Puerperal haemorrhage can occur in animals with coagulation disorders. Rarely, it can be the result of erosion of large blood vessel(s) in case of subinvolution of placental sites. It may also be due to uterine rupture, to venereal neoplasms or to vaginal injuries (Orfanou et al., 2010). Initial treatment of cases of mild haemorrhage includes administration of oxytocin (5 to 20 IU/kg, intramuscularly) and the general support of the animal (Orfanou et al., 2010). In cases of severe haemorrhage or when after oxytocin administration haemorrhage persists, ovariohysterectomy is indicated after the animal’s condition is stabilized.

Because of the owners’ willingness to preserve the reproductive function of the animal and in order to identify and detect the possible source of haemorrhage, a vaginoscopy was performed. However, during the procedure, an active haemorrhage was not identified, but loose suture material in the uterine incision was observed and an exploratory laparotomy was decided followed by an ovariohysterectomy. Pneumoperitoneum was not induced probably due to the seal provided by the presence of adherences between the uterine incision and the muscular wall.

Amoxicillin is a safe antibiotic for lactating puppies and is a good choice when C-section shows no complications. In the present case, C-section surgery was completely routine and amoxicillin therapy for 10 days was decided. However, when metritis was diagnosed, amoxicillin was replaced by cephalexin which is a wider broad antibiotic and also safe for lactating puppies. Sensitivity test showed that cephalexin was effective against Escherichia coli but not Proteus spp, both obtained from uterine secretions. Of course, lactation could be suspended and feed the puppy with artificial feeding and administrate a more sensitive antibiotic. However, the good recovery of the bitch indicated that the therapy was effective and the antibiotic was not changed.

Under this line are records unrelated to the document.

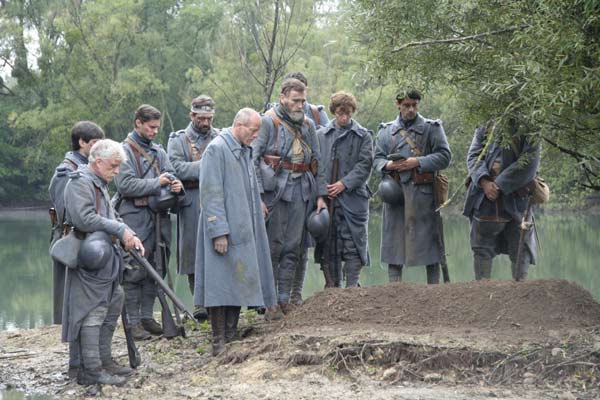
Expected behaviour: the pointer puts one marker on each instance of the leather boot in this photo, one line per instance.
(232, 316)
(217, 322)
(98, 376)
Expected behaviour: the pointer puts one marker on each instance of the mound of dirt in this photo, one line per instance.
(537, 305)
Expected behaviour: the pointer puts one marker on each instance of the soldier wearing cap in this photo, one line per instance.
(286, 156)
(84, 135)
(93, 295)
(145, 177)
(185, 149)
(420, 148)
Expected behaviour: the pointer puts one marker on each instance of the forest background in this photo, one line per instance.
(68, 60)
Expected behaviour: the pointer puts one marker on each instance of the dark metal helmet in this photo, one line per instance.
(390, 191)
(318, 224)
(96, 251)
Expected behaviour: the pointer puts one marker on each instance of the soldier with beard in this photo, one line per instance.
(286, 156)
(185, 149)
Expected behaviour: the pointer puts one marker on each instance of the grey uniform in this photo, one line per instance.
(93, 298)
(185, 149)
(352, 147)
(230, 205)
(288, 195)
(409, 230)
(73, 160)
(495, 225)
(140, 289)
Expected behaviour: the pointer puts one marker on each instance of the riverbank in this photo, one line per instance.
(501, 340)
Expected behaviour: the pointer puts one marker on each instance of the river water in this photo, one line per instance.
(570, 250)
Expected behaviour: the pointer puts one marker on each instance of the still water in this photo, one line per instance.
(570, 250)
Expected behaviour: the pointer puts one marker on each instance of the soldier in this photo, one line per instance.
(233, 266)
(347, 154)
(318, 115)
(185, 150)
(285, 151)
(418, 148)
(139, 202)
(497, 198)
(93, 295)
(84, 135)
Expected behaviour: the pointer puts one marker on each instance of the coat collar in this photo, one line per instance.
(354, 128)
(418, 126)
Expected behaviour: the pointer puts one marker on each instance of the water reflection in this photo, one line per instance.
(570, 250)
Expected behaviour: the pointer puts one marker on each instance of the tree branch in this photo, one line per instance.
(459, 39)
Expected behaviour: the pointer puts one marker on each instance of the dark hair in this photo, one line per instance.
(292, 84)
(86, 130)
(297, 75)
(342, 100)
(146, 113)
(410, 93)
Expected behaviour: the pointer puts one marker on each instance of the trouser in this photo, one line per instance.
(285, 230)
(97, 331)
(58, 287)
(485, 236)
(140, 292)
(433, 273)
(299, 274)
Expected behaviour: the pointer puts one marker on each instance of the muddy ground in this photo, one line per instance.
(491, 340)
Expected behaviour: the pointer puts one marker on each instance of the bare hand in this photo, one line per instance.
(176, 186)
(491, 190)
(320, 204)
(335, 189)
(264, 208)
(220, 244)
(164, 179)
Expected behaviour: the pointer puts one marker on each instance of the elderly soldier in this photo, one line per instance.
(93, 296)
(84, 135)
(319, 117)
(233, 267)
(497, 199)
(185, 150)
(140, 202)
(410, 150)
(347, 153)
(286, 156)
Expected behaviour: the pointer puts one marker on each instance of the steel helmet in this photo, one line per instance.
(96, 251)
(318, 224)
(390, 191)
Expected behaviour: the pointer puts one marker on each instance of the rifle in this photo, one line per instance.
(170, 329)
(523, 227)
(332, 269)
(441, 241)
(132, 352)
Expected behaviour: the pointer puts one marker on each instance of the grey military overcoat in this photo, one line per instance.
(230, 205)
(187, 168)
(354, 151)
(409, 231)
(86, 290)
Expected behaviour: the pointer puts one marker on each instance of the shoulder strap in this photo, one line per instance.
(316, 116)
(138, 151)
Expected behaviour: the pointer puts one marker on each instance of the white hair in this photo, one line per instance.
(107, 149)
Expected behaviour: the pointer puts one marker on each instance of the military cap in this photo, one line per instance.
(203, 104)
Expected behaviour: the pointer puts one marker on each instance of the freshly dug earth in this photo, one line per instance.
(476, 340)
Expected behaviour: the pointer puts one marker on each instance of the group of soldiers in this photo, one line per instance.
(250, 200)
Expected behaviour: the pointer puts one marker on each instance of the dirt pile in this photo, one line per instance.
(537, 305)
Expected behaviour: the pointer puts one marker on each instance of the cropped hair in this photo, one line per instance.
(107, 149)
(146, 113)
(292, 84)
(86, 130)
(342, 100)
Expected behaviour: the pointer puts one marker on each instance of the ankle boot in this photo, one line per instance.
(232, 316)
(217, 322)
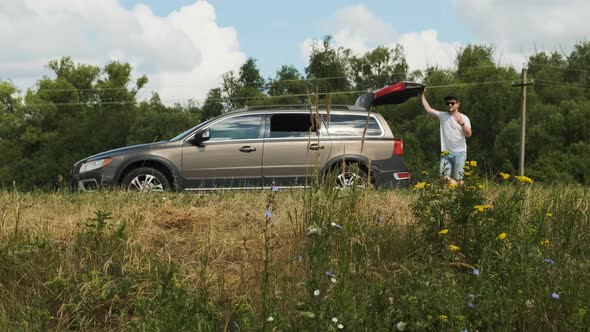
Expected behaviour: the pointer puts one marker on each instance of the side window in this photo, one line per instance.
(291, 125)
(352, 125)
(238, 127)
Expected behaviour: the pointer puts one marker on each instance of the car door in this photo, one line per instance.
(231, 157)
(296, 147)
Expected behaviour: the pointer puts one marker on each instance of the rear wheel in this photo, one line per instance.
(352, 175)
(146, 179)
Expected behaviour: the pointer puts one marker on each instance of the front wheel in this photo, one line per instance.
(146, 179)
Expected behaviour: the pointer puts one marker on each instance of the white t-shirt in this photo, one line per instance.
(452, 137)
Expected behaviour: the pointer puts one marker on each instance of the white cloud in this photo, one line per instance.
(521, 26)
(183, 54)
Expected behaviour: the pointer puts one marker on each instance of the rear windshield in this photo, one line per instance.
(352, 125)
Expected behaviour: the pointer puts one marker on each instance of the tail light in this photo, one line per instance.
(398, 147)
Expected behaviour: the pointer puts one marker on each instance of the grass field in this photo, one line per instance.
(484, 256)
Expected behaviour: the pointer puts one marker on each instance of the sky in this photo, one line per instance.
(184, 46)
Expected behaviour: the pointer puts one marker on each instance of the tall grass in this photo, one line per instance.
(315, 259)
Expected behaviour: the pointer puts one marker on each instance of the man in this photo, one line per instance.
(454, 128)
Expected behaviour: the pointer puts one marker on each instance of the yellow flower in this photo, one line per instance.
(524, 179)
(421, 185)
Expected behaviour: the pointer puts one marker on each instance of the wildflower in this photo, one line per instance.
(401, 326)
(524, 179)
(336, 225)
(421, 185)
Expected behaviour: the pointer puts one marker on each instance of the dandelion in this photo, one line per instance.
(524, 179)
(401, 326)
(421, 185)
(268, 214)
(336, 225)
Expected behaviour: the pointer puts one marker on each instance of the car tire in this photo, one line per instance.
(352, 176)
(146, 179)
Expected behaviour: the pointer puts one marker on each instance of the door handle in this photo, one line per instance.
(247, 149)
(315, 146)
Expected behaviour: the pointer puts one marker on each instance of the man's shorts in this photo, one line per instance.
(453, 162)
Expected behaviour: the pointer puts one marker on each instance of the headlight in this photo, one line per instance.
(92, 165)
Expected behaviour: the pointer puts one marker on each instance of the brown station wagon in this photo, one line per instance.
(261, 147)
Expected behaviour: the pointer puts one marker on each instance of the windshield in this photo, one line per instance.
(187, 132)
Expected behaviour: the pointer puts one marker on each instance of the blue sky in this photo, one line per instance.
(185, 46)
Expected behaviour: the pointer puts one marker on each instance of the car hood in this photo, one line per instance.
(127, 149)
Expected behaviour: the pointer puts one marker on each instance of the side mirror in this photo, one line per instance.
(200, 137)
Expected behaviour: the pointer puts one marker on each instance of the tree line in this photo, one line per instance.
(82, 109)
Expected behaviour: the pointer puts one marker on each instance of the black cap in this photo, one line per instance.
(452, 96)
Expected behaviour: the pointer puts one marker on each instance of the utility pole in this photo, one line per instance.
(523, 84)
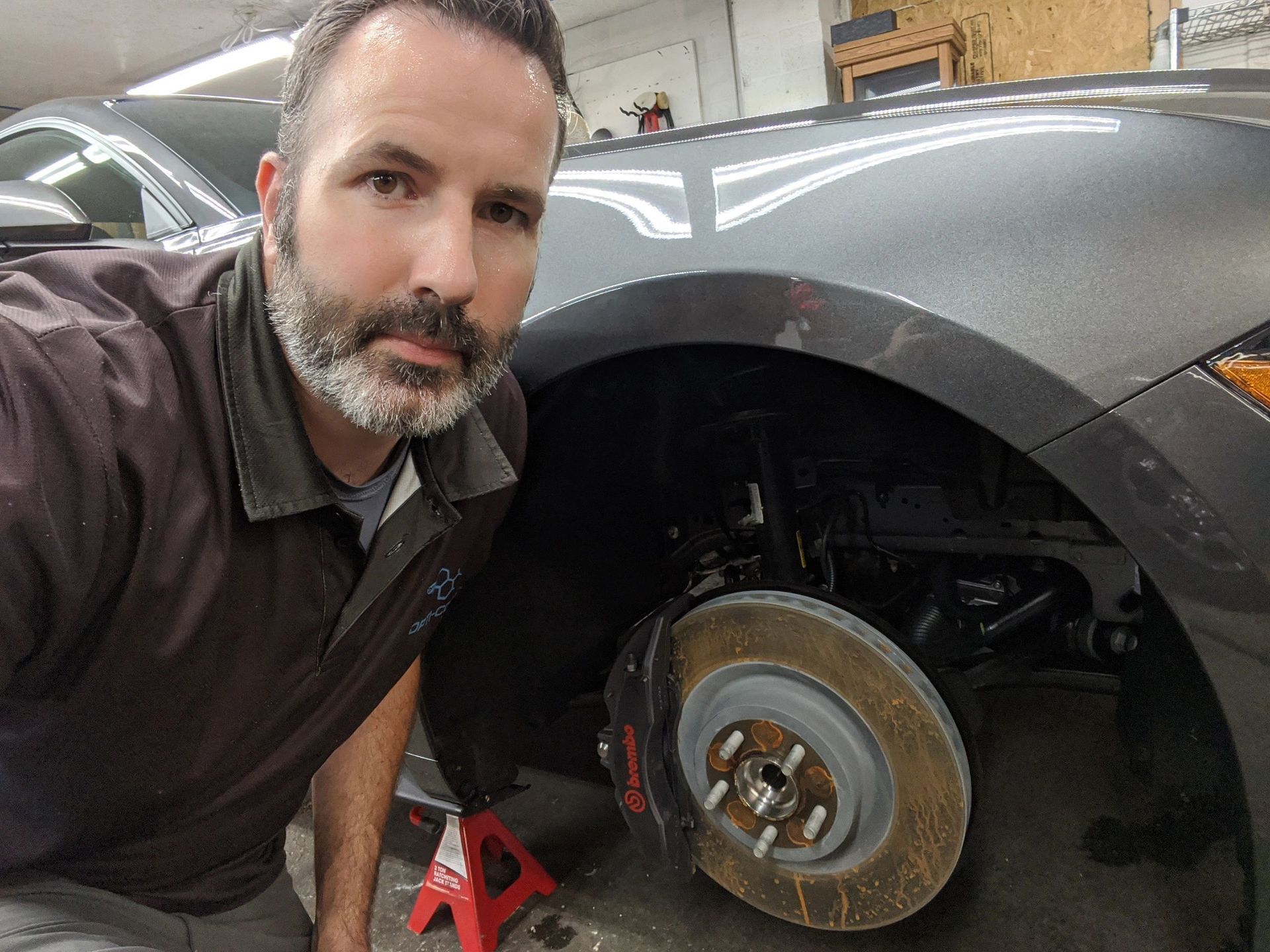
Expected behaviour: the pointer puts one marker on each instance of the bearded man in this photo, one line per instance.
(235, 491)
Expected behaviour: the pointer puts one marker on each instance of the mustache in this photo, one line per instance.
(448, 327)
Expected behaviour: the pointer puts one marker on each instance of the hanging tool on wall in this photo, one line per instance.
(653, 111)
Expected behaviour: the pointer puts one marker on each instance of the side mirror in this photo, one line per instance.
(32, 211)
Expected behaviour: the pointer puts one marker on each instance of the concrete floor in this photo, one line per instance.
(1062, 857)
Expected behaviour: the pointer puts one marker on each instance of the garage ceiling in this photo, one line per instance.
(85, 48)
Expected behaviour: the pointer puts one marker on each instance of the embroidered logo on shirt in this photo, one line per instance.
(444, 590)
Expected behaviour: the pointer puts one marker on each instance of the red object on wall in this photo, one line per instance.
(456, 877)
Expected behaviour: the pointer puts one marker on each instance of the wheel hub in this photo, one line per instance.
(831, 782)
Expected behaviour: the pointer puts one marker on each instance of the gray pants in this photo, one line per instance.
(48, 914)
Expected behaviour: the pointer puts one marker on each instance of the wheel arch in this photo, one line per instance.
(867, 329)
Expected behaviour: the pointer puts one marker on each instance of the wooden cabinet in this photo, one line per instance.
(925, 54)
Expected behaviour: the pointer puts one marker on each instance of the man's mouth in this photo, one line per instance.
(421, 350)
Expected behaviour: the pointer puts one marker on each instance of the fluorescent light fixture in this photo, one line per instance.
(77, 167)
(52, 168)
(240, 58)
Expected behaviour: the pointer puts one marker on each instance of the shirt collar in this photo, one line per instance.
(277, 469)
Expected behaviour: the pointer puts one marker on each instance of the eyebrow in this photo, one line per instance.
(394, 154)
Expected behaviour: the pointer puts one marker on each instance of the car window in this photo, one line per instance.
(117, 204)
(222, 139)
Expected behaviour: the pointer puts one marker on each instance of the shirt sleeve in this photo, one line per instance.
(55, 494)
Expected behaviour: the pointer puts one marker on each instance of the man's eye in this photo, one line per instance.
(385, 183)
(502, 214)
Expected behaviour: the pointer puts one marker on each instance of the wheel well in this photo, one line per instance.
(636, 487)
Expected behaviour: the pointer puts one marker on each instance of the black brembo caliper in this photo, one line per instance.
(640, 698)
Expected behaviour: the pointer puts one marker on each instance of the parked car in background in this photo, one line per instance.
(839, 418)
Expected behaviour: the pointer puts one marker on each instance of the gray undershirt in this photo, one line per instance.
(370, 499)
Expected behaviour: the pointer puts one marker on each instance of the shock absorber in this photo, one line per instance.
(778, 539)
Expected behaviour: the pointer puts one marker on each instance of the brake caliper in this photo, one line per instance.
(638, 749)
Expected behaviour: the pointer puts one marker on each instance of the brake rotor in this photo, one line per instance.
(799, 717)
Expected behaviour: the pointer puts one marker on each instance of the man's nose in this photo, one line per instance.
(444, 263)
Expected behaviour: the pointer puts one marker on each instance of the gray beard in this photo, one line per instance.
(325, 338)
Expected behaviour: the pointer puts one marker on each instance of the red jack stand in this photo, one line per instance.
(456, 877)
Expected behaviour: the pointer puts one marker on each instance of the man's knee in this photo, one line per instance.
(55, 916)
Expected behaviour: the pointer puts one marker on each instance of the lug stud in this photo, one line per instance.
(765, 842)
(793, 760)
(716, 795)
(732, 746)
(814, 822)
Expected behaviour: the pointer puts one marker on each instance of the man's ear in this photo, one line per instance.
(269, 190)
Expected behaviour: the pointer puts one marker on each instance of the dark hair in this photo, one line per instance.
(530, 26)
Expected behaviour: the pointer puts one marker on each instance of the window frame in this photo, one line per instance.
(92, 138)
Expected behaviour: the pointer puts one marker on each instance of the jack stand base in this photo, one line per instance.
(456, 877)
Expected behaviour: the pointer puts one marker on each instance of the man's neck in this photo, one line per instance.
(351, 454)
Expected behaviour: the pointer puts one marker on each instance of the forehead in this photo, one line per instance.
(409, 77)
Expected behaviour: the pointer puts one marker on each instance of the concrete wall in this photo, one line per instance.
(781, 50)
(783, 54)
(658, 24)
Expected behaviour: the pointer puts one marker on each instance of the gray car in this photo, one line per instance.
(837, 419)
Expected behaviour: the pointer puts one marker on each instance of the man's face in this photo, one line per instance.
(402, 251)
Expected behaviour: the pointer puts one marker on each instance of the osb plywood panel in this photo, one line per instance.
(1033, 38)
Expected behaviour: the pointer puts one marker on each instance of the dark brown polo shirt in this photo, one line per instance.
(189, 626)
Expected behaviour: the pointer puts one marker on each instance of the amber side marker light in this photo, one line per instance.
(1249, 372)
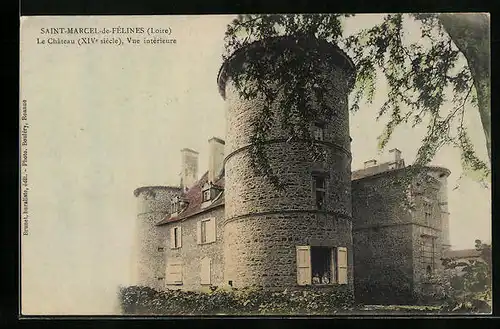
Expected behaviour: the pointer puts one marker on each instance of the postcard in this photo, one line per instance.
(234, 165)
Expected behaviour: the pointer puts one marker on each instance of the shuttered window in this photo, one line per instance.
(303, 265)
(206, 231)
(174, 272)
(206, 269)
(342, 265)
(175, 237)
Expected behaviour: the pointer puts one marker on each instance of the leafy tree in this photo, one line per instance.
(470, 282)
(451, 58)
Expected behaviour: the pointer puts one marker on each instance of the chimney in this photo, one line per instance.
(189, 163)
(215, 158)
(396, 155)
(370, 163)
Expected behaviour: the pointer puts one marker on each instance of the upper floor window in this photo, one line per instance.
(319, 131)
(206, 195)
(428, 213)
(321, 265)
(174, 206)
(319, 187)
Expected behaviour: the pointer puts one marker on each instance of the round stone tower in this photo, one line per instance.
(264, 228)
(153, 203)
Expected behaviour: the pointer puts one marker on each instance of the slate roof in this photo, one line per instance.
(464, 253)
(194, 198)
(374, 170)
(194, 195)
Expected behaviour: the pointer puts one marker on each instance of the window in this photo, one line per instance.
(175, 237)
(319, 131)
(206, 195)
(174, 272)
(206, 231)
(205, 272)
(319, 186)
(174, 206)
(428, 254)
(428, 213)
(321, 265)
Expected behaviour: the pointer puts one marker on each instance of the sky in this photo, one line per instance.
(105, 119)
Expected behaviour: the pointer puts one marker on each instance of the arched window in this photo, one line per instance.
(174, 206)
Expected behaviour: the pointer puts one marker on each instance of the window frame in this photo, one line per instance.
(206, 195)
(176, 237)
(319, 126)
(322, 190)
(304, 266)
(206, 225)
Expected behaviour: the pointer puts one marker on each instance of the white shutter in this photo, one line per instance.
(342, 265)
(205, 273)
(198, 232)
(334, 265)
(179, 237)
(172, 237)
(211, 234)
(303, 265)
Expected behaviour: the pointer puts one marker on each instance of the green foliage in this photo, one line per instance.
(144, 300)
(418, 75)
(468, 284)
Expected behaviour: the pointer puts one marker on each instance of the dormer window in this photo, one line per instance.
(174, 206)
(319, 191)
(178, 204)
(319, 131)
(209, 193)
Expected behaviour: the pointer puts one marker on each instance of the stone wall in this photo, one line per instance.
(263, 225)
(191, 253)
(153, 204)
(389, 230)
(382, 237)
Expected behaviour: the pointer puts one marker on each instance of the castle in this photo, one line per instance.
(330, 227)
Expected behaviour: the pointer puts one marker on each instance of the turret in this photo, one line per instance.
(153, 203)
(286, 238)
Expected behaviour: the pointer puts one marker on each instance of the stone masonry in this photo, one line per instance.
(389, 245)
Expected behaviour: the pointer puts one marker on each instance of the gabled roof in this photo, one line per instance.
(194, 198)
(464, 253)
(377, 169)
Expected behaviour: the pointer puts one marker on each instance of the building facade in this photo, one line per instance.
(329, 227)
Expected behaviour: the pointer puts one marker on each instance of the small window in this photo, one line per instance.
(205, 270)
(319, 131)
(428, 270)
(428, 213)
(175, 237)
(206, 231)
(174, 206)
(174, 272)
(319, 183)
(321, 265)
(206, 195)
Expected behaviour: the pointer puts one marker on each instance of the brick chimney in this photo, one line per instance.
(395, 155)
(215, 158)
(189, 163)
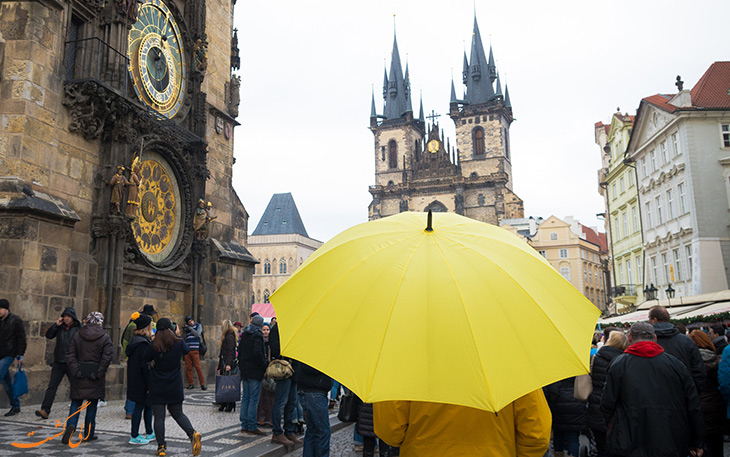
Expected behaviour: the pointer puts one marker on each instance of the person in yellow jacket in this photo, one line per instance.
(423, 429)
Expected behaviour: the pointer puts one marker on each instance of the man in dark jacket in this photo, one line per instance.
(12, 349)
(89, 355)
(678, 345)
(63, 330)
(252, 362)
(313, 387)
(650, 401)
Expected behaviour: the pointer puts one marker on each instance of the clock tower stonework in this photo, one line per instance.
(417, 169)
(116, 155)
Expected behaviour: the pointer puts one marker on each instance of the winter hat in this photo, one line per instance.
(95, 317)
(163, 324)
(141, 320)
(148, 310)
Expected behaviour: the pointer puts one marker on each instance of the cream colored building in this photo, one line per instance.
(566, 245)
(280, 243)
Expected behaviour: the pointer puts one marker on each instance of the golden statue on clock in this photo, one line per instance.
(157, 58)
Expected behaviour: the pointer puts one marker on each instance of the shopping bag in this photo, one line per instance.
(349, 405)
(227, 388)
(20, 382)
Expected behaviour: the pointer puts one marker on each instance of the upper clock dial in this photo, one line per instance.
(157, 58)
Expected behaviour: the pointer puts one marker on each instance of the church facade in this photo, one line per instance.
(417, 169)
(116, 156)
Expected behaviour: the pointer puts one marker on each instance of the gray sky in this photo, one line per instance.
(308, 69)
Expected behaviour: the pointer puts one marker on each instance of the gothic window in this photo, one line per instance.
(436, 207)
(392, 154)
(478, 140)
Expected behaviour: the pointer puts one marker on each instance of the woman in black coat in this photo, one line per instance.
(228, 360)
(88, 356)
(614, 346)
(166, 388)
(569, 416)
(138, 378)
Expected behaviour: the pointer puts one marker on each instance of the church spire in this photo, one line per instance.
(478, 71)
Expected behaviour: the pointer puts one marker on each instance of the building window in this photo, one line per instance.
(652, 159)
(392, 154)
(688, 254)
(565, 271)
(677, 265)
(478, 140)
(648, 215)
(635, 217)
(682, 202)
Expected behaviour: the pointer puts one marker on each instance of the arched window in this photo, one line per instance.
(392, 154)
(478, 140)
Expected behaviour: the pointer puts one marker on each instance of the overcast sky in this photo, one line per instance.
(308, 69)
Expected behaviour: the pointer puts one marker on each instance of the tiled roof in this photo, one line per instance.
(713, 88)
(281, 217)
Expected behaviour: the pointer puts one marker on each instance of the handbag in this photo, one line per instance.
(279, 369)
(349, 406)
(227, 388)
(20, 382)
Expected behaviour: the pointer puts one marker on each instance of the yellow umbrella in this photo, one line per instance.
(465, 313)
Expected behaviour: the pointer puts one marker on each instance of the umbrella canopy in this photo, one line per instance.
(466, 313)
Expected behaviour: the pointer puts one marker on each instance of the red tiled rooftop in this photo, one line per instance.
(711, 91)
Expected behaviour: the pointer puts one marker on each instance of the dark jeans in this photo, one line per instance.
(58, 371)
(139, 408)
(317, 438)
(285, 401)
(177, 414)
(89, 420)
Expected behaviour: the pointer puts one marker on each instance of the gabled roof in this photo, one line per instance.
(281, 217)
(711, 91)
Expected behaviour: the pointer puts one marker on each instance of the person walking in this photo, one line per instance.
(713, 406)
(228, 360)
(569, 417)
(63, 330)
(650, 401)
(252, 362)
(90, 352)
(192, 334)
(12, 349)
(613, 347)
(138, 378)
(313, 387)
(166, 388)
(285, 400)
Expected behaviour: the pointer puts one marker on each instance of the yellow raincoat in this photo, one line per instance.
(422, 429)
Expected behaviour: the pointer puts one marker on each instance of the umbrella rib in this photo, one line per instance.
(516, 282)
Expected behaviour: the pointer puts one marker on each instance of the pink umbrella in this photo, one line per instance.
(264, 309)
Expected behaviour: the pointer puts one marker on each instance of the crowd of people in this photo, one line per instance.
(656, 390)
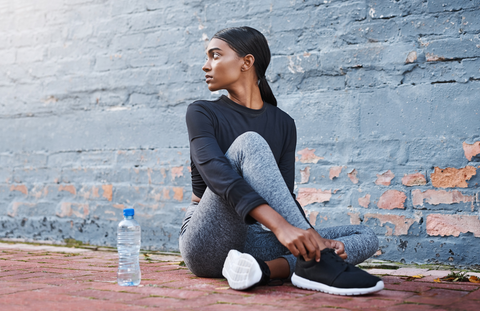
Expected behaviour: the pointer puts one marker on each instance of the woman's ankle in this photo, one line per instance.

Thus, although in bitches, metritis is usually induced by foetal membranes or foetuses retention (Burke,1977; Boscos et al.,1996; Linde-Forsberg, 2005), in this case report, we could conclude that metritis was induced by a prolonged delivery that facilitated the ascending colonization of bacteria from the vagina. The metritis promoted the dehiscence of the uterine surgical incision to occur. The infection probably spread to the subcutaneous tissue and abdominal cavity during the surgery and following uterine rupture, respectively. Peritonitis caused by uterine rupture was kept circumscribed due to omental and peritoneal adherences.